Mapping the illusion of reality

Science, philosophy and cartography

In his new book, When Maps Become the World, University of California, Santa Cruz philosopher and humanist Rasmus Grønfeldt Winther shows how the scientific theories, models and concepts we use to intervene in the world function as maps. We increasingly understand the world around us in terms of models, to the extent that we often take the models for reality. Winther explains how our representations in science become dominant social narratives—they become reality, and they can remake the world.

This extract is taken from Chapter 9: Map Thinking Science and Philosophy


How do we understand the reality of the objects and processes postulated by science? Did Galen’s four humors exist in some sense, despite the fact they were disproven? Were atoms or electrons or genes ever not real? Do social classes or the unconscious exist, and in what sense? What role do researchers or the lay public or university science students play, if any, in establishing and stabilizing the existence and reality of such objects and processes?

Differing intuitions regarding what exists are deeply rooted in the philosophical traditions of diverse cultures. Do you or I exist, or are we a dream, an emergence, a fabrication? Are we and our thoughts an integral and essential part of reality, or does reality exist separately, whether as pure matter, or with its own soul(s), logic(s), or god(s)? If the apparatuses of human thought and sensation are indeed cleaved from reality, then is reality hidden behind a translucent— or, worse, opaque — veil of appearance? Are you and I free in our will and in our actions, and can our aspirations, imaginations, and activities significantly affect the world? Our attitude toward these questions impacts what we believe and imagine we can change with our knowledge and actions; how we imagine our role and place in the universe, and in society; and which sorts of futures we might consider possible and desirable.

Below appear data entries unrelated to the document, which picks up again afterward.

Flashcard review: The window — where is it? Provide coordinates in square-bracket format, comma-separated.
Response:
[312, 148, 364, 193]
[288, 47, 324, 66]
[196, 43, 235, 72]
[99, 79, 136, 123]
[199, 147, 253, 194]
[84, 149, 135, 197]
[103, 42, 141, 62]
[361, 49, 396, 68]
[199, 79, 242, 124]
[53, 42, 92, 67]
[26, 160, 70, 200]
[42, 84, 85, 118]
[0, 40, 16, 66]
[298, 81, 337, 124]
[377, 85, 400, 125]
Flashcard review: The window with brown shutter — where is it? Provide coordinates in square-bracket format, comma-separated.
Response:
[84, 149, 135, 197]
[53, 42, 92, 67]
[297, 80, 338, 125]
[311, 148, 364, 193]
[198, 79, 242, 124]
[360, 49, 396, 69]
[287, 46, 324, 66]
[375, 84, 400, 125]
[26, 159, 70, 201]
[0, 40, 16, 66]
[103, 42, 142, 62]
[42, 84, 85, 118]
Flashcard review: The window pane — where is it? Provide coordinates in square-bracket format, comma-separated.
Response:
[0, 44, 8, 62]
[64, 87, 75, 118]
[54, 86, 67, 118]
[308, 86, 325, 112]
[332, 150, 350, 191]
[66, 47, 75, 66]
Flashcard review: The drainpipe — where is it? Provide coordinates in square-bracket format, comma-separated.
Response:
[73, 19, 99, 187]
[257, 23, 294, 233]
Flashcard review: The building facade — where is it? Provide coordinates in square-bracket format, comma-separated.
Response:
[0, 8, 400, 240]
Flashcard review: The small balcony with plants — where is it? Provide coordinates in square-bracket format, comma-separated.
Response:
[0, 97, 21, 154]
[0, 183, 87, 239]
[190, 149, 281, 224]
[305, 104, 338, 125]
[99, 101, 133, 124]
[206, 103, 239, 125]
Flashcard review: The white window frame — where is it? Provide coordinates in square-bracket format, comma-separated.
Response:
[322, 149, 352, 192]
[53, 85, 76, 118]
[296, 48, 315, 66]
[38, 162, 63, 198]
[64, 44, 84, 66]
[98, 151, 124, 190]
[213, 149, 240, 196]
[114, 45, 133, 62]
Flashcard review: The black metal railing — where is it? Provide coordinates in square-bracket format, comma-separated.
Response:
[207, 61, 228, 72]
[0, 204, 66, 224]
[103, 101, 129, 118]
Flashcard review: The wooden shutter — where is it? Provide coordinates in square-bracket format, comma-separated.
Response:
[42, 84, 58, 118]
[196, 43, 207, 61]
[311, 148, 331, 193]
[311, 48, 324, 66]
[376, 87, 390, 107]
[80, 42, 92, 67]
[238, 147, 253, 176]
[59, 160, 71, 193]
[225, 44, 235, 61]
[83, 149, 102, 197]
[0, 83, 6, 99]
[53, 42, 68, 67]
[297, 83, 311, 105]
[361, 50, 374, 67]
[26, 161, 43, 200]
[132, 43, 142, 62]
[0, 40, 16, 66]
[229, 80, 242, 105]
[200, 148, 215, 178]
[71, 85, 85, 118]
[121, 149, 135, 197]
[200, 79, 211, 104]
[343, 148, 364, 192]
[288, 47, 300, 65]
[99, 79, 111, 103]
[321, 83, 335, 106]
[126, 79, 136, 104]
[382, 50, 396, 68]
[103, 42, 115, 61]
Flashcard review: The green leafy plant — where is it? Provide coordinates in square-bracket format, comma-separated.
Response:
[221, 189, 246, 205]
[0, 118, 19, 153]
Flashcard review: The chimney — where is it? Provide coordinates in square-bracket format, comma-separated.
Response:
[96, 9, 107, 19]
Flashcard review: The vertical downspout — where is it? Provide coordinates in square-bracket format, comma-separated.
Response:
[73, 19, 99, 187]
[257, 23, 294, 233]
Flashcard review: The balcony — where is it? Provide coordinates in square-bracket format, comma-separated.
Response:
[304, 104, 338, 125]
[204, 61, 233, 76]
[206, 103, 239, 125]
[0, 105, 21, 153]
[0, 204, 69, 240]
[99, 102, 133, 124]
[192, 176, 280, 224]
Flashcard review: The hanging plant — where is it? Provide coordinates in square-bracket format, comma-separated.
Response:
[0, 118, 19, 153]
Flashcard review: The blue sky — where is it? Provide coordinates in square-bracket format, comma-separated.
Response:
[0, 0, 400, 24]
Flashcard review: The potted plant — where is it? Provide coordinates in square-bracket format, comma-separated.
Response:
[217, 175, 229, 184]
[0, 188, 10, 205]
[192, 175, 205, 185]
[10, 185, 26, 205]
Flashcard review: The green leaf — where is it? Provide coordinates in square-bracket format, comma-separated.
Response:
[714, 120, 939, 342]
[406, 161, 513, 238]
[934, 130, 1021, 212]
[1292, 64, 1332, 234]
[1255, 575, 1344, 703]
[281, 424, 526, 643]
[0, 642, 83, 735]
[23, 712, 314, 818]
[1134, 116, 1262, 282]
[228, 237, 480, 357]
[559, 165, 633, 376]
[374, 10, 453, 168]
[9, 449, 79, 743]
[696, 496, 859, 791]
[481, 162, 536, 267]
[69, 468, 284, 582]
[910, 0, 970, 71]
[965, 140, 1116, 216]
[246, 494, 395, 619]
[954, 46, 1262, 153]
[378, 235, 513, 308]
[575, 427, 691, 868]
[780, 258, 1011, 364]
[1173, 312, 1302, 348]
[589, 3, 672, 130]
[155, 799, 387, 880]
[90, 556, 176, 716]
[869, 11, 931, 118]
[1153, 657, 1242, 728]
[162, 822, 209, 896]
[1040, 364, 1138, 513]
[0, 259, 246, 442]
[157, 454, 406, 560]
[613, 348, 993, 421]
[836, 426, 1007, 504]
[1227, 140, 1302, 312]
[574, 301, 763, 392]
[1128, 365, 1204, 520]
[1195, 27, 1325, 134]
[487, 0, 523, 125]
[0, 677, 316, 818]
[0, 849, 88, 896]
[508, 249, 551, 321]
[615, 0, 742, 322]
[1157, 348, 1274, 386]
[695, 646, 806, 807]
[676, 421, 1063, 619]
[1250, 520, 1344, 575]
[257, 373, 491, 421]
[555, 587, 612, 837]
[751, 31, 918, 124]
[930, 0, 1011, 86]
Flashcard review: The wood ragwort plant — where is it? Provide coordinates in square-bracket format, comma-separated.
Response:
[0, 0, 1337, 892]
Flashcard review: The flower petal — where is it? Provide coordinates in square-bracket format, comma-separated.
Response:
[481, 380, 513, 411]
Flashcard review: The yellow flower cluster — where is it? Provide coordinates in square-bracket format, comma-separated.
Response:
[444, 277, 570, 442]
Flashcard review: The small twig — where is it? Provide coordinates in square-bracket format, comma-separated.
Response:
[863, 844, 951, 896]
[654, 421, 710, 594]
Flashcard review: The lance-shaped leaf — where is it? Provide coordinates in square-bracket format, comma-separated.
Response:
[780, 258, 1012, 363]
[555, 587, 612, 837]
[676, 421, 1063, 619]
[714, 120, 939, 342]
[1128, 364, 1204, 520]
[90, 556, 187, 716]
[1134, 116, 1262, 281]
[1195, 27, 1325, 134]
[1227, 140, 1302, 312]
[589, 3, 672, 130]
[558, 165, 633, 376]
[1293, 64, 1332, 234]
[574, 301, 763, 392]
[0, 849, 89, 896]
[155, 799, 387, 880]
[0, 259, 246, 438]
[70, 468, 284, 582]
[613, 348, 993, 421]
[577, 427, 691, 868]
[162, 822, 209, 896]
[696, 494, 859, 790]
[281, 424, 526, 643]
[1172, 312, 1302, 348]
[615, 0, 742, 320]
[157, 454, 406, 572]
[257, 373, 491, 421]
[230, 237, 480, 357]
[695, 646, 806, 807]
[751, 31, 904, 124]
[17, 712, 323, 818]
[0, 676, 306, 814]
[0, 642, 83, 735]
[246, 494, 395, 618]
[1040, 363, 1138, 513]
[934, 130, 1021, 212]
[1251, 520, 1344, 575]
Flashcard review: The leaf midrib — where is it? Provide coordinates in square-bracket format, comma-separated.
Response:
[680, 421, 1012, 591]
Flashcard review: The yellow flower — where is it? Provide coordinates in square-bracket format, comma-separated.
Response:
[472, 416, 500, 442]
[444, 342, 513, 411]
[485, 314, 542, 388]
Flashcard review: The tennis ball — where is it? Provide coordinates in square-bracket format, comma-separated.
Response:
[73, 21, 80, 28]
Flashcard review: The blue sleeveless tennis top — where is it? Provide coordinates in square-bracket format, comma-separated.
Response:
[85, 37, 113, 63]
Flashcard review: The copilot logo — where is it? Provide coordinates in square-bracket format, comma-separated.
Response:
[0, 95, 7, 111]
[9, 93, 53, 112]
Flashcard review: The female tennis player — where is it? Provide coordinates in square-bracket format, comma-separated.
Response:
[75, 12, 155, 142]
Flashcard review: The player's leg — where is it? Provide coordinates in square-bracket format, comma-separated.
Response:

Philosophers and other thinkers and doers have delved extensively into such questions and concerns. Consider three families of philosophical approach to questions about what exists, and how and why:

• Constructivism highlights the roles that humans play in co- determining the world via scientific interventions and representations.

• Empiricism is concerned with how inferences can be legitimately drawn from data, measurement, and observation.

• Realism interprets scientific theories as mirrors of a nature independent of human will, mind, and sense, and it interprets the theories as becoming increasingly certain and proven over history, through ongoing correction of error.

Drawing on the map analogy, each of these positions can be likened to a philosophical projection onto the actual, in vivo representational practices of science. Each of the three projections yearns for completeness, in the style of Mercator’s projection, and philosophically universalizes itself. Each comes with attendant fears, and asserts itself in dialectical opposition to the others. Each has a key cartographic counterpart, and each will be illustrated, briefly, with the question of the existence of genes.

 Rasmus1

The Mercator Projection became the standard map projection for navigation because of its unique property of representing any course of constant bearing as a straight segment. It inflates the size of objects away from the equator.